Primary Keys

The Proposed Server API page asks "What do we want keys to be?".
This page collects and evaluates the options.

Options

User-allocated variable-length or long fixed-length keys
  • Application chooses values for keys; if keys need to be unique, it's up to the application to figure how how to do this.
  • These longer keys must be passed around in requests.
  • The master needs a hash table.
  • There is some feature overlap with indexes. Now you need an extremely fast "primary index" on the master to look up objects.
  • This is what the application wants (e.g., I'm creating a table that will always be indexed by a URL) then this is more efficient than the system-allocated options where there would need to be a secondary index that would be used in virtually every lookup.
  • BigTable and memcached do it
  • Painful for allocating seq keys
User-allocated 64-bit keys
  • I think there's a consensus that this is not a large enough space to be used as a reasonable hash value, so the only real use case is ICQ.

    what does "ICQ" mean? -JO

    ICQ is an ancient chat program that identified users by a large integer. See http://en.wikipedia.org/wiki/ICQ#UIN . -Diego

  • Painful for allocating seq keys
  • Nice for migrating legacy apps
  • Decent memcache emulation
  • 2 levels of hash collision to build a hash table
User-allocated 64-bit keys with system key generation assistance
  • Winner
  • Nice for legacy migration
  • Fast memcache emulation
  • 2 levels of hash collision to build a hash table
System-allocated 64-bit keys with reuse
  • In this approach the system allocates keys, starting with 0 and incrementing for each successive addition.
  • "With reuse" means that is an object is deleted the system can reuse its key for a new object in the future.
  • This is by far the easiest solution to implement. Berthas (multi-level indexes analogous to page tables) seem to be the data structure of choice.
  • With this scheme it's important to use the key space densely: if deletions result in sparsely used Berthas then this approach will become inefficient. Reuse makes it easier to ensure a dense key space.
  • Dangling pointers in the application (accidentally reusing keys that have been deleted) are extremely dangerous. If your application gets back the same type of object as was originally identified by that key, it will not crash but rather it is likely to leak information.
System-allocated 64-bit keys without reuse
  • This has "sweet" semantics.
  • Key values increase strictly with time.
  • "Append" operations are simple: just create a new object. The order of events can be determined by comparing key values.
  • 64-bit keys mean we don't have to worry about running out of the key space and wrapping around.
  • If keys are never deleted in a table then it's easy to enumerate the table's objects in chronological order. However, if keys are deleted the enumeration is not so easy: the obvious approach of stepping through each of the key values in order may spend a lot of time looking for objects that no longer exist.
  • Berthas would be the data structure of choice for tables that never have deletes.
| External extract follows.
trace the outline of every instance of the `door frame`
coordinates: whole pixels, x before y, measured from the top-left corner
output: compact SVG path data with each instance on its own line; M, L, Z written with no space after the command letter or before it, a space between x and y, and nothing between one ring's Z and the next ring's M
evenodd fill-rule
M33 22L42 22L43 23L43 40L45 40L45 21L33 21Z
With deletes, other options are not so easy:
    • Berthas with leaves collapsed to hash tables when they become sparse
      • Older objects that have many nearby deletes now incur a performance penalty.
      • Inner nodes of the Bertha still grow over time.
      • This option feels complicated because it combines a couple of different modes of operation.
    • Berthas with leaves reused as they become sparse

      I don't understand how this option works -JO

      This one would be a little tricky to get right, and it's easier to explain with a diagram. Say there's a leaf of 8 entries that's only using entries 1,2, and 6 for keys 1201, 1202, and 1206. I can reuse this leaf starting at 2700 for 2700, 2703, 2704, 2705, and 2707 if I burn the keys 2701, 2702, and 2706. -Diego

      • Now a leaf can have multiple pointers coming into it
      • Some fraction of keys will have to be skipped over and not used
      • Splitting a key range to another server now requires unmerging the leaf.
      • Inner nodes of the Bertha still grow over time.
    • Hash tables
  • Looks like memory
System-allocated (64-bit key, 64-bit generation number) tuples
  • We can use Berthas again, storing the generation number in the inode.
  • Generation numbers aren't "sweet".
  • It now takes 128 bits to identify an object.
  • It is possible to have a global generation number, so if my object's generation number is larger than that of yours, mine was created more recently.
  • It is not possible, however, to enumerate objects in chronological order efficiently.
    • Unless if we maintain some sort of linked list...
System-allocated (48-bit key, 16-bit generation number) tuples
  • 48-bit keys may not be large enough
  • 16-bit generation numbers could wrap around fairly quickly. Do we burn the keys after that or do we wrap around and risk following a dangling pointer?
  • Similar trade-offs as system-allocated (64-bit key, 64-bit generation number) tuples, just fewer bits.

Hash Tables

The "sweeter" options demand fast hash tables.

For a fast hash table:

  • Pick a good hash function
  • Decide between chaining and open addressing
  • Decide how to size the hash table and when to resize it

One level up, we need to decide how to use this primitive:

  • On each master, have a single hash table
    • This option probably has the best performance: a single large bucket array is likely to have fewer conflicts than a whole bunch of smaller bucket arrays.
    • Keys from different tables and shards are mixed up together, which may make some operations slower or more complicated.
  • On each master, have one hash table that groups the key ranges in a single RAMCloud table
  • On each master, have one hash table per key range (shard)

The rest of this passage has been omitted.